Well before the early 1500’s, individual Christians had been expressing dissatisfaction with the ways of the church, and their dissatisfaction focused on a broad variety of issues. One of the things that bothered them was what they saw as corruption within its ranks – priests’ sale of indulgences to their parishioners, for example, or the role of money in obtaining high office within the church hierarchy (called “simony”).

Along with these, some Christians objected to the church’s vast holdings of land and its evident concern for furthering its own wealth and political power (accompanied by a lack of concern for the poor): to many, the bishops and cardinals seemed more the servants of Mammon than of God.

In addition to these dissatisfactions, however, were others of a more theoretical and intellectual nature. The very idea of papal authority seemed illogical to some; how could a reasonable person accept a priori that the rulings of the altogether human leader of the church would always be correct?

And why should a human institution like the church, even if its existence was divinely authorized, play such a crucial role as intermediary between God and the individual Christian? Lastly – but probably not last in importance – what about the Bible?

Should the church have the unchallenged authority to say what the Bible means, especially when that meaning seemed to be derived not from the Bible’s own words as much as from old doctrines and questionable methods of interpretation?

Luther’s answer was a resounding “no”. The sole justification of faith, he argued, is the belief in the Divine Promise that Jesus died for the salvation of the sinner; and neither church nor pope are necessary paraphernalia in the achievement of this faith. Sinners, that is, every man who believes in the Biblical message, will be represented at God’s judgement by Jesus Christ and will be absolved, as Jesus is absolved. No purchase necessary.

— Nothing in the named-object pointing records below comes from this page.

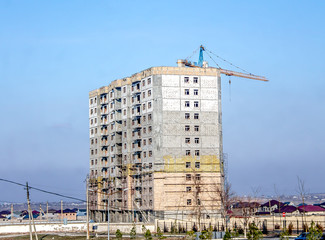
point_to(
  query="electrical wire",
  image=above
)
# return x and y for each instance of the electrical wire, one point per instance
(206, 50)
(42, 190)
(192, 54)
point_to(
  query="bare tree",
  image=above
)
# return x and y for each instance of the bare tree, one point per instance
(223, 193)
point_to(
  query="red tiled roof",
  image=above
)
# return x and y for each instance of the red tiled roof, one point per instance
(311, 208)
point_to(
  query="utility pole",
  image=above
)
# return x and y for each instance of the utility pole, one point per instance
(61, 211)
(30, 213)
(87, 206)
(107, 216)
(40, 212)
(12, 212)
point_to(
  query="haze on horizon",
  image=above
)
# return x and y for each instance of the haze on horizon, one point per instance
(53, 53)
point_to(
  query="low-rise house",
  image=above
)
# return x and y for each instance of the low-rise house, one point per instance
(288, 210)
(2, 218)
(81, 214)
(270, 206)
(5, 213)
(245, 209)
(68, 214)
(311, 210)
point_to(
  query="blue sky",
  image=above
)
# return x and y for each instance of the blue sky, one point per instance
(52, 53)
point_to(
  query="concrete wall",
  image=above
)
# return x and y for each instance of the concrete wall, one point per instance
(73, 227)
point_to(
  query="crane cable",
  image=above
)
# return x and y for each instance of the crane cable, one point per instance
(213, 60)
(206, 50)
(192, 54)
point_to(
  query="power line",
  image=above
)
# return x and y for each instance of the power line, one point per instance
(42, 190)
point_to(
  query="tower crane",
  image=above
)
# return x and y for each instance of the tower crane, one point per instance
(226, 72)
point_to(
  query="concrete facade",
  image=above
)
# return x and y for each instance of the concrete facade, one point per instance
(156, 146)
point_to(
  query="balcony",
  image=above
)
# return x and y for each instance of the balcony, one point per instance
(104, 142)
(118, 195)
(117, 105)
(138, 184)
(104, 132)
(137, 195)
(118, 204)
(137, 136)
(104, 111)
(118, 161)
(105, 153)
(103, 99)
(116, 150)
(104, 121)
(118, 138)
(137, 148)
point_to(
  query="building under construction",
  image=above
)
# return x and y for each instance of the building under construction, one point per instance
(156, 144)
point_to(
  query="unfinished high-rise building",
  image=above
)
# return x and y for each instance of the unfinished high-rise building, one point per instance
(156, 145)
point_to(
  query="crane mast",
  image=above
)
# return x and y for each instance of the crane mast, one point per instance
(201, 64)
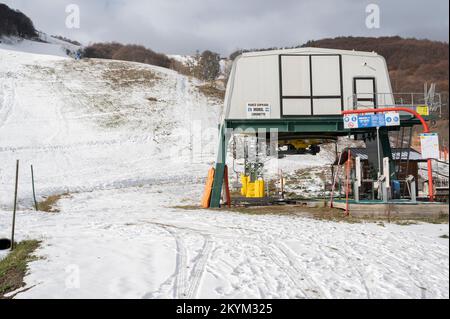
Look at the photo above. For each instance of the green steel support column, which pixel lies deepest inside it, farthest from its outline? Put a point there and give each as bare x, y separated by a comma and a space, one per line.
387, 151
220, 168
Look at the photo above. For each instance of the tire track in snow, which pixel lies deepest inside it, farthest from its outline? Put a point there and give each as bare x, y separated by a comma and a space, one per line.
183, 288
297, 274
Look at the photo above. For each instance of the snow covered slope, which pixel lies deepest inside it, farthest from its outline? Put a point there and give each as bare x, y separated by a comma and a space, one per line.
118, 138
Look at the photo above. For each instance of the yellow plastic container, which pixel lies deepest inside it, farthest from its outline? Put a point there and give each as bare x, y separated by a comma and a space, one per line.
252, 189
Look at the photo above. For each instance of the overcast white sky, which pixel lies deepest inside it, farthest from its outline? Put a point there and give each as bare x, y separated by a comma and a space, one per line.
183, 26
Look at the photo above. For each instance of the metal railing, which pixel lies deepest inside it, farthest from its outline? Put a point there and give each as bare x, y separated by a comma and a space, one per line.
385, 100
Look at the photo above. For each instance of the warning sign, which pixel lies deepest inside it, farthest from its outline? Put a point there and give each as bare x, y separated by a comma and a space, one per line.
371, 120
392, 119
258, 110
429, 143
423, 110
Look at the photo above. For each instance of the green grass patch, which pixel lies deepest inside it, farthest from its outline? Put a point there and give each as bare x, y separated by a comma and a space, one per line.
13, 267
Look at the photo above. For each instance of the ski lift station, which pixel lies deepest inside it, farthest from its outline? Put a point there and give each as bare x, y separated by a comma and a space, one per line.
309, 96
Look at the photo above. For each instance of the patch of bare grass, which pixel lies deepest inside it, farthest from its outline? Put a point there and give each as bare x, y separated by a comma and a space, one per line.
13, 267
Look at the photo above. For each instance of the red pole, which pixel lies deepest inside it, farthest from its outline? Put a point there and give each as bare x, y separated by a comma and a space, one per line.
426, 129
347, 185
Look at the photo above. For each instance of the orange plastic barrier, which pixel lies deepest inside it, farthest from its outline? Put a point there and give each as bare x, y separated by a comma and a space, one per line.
227, 186
208, 188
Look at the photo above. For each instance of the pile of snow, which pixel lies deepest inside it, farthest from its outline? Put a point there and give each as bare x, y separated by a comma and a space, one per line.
45, 45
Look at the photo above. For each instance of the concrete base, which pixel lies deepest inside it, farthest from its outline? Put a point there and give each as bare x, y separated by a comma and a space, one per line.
396, 209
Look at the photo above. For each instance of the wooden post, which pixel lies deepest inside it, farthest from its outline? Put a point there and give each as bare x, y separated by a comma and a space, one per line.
15, 206
34, 193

That was the rub, as far as the Catholic Church was concerned. Orthodox dogma had held for thirteen centuries that the faithful qualify for eternal benefits by the charitable works they donate to the community or the financial endowments they dedicate to the apostolic coffers for the relief of the poor. In other words, good deeds, or equitable pecuniary considerations, open the door to preferred treatment on Judgement Day. Yet if Luther’s findings were correct, such deeds had no relevance whatsoever to redemption or salvation, and the Church’s eagerness in collecting these contributions was nothing but the sign of a parasitic organism’s avarice. Just as useless would be the strange rituals of symbolic cannibalism, performed by men only, who dressed in garish costumes and walked in clouds of frankincense.  If one could indeed find redemption without these follies, independent of such ceremonial ministrations, the Church might be out of business soon.